Huperzia is a genus of lycophyte plants, sometimes known as the firmosses or fir clubmosses; the Flora of North America calls them gemma fir-mosses. This genus was originally included in the related genus Lycopodium, from which it differs in having undifferentiated sporangial leaves, and the sporangia not formed into apical cones.  The common name firmoss, used for some of the north temperate species, refers to their superficial resemblance to branches of fir (Abies), a conifer. , two very different circumscriptions of the genus were in use. In the Pteridophyte Phylogeny Group classification of 2016 (PPG I), Huperzia is one of three genera in the subfamily Huperzioideae of the family Lycopodiaceae. Most species in the subfamily are placed in the genus Phlegmariurus. Huperzia is left with about 25 species, although not all have been formally transferred to other genera. Other sources recognize only Huperzia, which then has about 340 species.

Morphology
The sporophytes of this genus have unbranched shoots that are generally upright and round in cross section. Horizontal stems are absent. The leaves are not borne in distinct ranks, and are usually somewhat lanceolate in shape. In some species, they vary in size according to the season in which they grow.

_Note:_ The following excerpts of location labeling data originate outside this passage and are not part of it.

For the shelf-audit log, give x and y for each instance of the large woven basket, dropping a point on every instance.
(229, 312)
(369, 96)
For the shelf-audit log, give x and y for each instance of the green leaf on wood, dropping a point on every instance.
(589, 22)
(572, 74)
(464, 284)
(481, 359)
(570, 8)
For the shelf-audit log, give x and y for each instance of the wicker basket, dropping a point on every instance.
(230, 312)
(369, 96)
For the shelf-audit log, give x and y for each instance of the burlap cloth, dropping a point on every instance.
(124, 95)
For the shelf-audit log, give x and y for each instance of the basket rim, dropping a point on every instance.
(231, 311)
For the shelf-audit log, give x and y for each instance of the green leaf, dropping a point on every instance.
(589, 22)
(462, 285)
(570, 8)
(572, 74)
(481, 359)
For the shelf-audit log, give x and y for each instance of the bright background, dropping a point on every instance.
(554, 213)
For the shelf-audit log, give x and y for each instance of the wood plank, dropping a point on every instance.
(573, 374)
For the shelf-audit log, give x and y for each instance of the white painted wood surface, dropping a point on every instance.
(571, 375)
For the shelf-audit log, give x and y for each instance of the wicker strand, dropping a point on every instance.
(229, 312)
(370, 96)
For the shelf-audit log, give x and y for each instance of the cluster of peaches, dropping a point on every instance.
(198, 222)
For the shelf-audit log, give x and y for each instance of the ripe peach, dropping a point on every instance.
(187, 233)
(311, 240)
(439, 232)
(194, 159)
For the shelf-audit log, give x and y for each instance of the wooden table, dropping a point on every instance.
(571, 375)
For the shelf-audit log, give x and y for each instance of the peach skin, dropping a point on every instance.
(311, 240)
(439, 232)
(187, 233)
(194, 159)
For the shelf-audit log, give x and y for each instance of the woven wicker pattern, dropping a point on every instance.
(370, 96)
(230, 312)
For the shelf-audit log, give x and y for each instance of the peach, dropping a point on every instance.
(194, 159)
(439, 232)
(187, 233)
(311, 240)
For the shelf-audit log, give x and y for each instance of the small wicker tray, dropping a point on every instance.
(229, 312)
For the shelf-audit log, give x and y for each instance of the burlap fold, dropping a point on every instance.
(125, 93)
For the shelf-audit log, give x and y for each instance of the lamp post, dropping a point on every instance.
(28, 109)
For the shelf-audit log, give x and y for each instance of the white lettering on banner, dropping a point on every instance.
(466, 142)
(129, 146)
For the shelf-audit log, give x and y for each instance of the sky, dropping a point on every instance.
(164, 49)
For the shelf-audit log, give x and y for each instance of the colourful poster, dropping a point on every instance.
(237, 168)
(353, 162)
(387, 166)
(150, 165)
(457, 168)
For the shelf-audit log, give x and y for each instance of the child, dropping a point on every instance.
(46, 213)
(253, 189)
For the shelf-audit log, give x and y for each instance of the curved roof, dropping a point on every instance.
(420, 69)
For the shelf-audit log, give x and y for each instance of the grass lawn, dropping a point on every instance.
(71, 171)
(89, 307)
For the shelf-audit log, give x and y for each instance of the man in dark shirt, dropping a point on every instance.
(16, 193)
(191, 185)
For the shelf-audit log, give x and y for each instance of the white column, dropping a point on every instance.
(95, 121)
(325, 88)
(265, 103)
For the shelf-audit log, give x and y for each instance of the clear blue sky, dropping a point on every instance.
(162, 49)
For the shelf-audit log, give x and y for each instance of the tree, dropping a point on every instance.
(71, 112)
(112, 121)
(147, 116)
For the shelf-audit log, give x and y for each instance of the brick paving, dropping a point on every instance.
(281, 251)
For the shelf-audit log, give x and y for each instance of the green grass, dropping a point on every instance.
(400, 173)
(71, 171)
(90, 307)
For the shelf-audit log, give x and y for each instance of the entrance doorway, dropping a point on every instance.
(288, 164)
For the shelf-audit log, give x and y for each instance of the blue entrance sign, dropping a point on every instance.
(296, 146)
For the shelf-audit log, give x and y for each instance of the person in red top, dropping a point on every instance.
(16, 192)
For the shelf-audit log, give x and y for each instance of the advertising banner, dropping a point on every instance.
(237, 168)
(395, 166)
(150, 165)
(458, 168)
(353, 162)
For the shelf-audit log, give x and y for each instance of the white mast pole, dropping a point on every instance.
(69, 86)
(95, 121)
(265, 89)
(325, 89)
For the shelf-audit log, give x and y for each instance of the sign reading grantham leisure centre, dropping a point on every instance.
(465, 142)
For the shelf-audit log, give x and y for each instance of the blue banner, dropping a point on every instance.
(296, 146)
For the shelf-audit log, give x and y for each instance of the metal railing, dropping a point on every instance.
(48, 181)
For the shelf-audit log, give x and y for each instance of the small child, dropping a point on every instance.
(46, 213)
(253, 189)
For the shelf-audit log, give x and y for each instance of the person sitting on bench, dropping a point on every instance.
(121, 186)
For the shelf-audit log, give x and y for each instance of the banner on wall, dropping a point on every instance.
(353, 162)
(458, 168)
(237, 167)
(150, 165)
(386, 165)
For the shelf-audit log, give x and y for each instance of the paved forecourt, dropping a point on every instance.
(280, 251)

Branchlets bearing gemmae – bud-like structures by which the plant reproduces asexually – occur among the leaves. The gemmae are triangular, with eight leaves in a constant pattern: four flattened into a plane and two large lateral leaves. The sporangia are kidney-shaped (reniform), occurring at the base of a leaf that is either unmodified or reduced. The roots are produced near the apex of shoots, and migrate downwards inside the cortex of the stem to emerge at soil level. The unbranched gametophytes are not photosynthetic, but rather subterranean and mycorrhizal.

The Flora of North America distinguishes Huperzia from the epiphytic tropical genus Phlegmariurus on the basis of differences such as the former's complex and specialized shoots, the gemmae and the branchlets on which they are borne, and the unbranched gametophytes.

Taxonomy
The genus Huperzia was created by Johann Jakob Bernhardi in 1801. Bernhardi separated Huperzia from Lycopodium. The type species is Lycopodium selago which became Huperzia selago.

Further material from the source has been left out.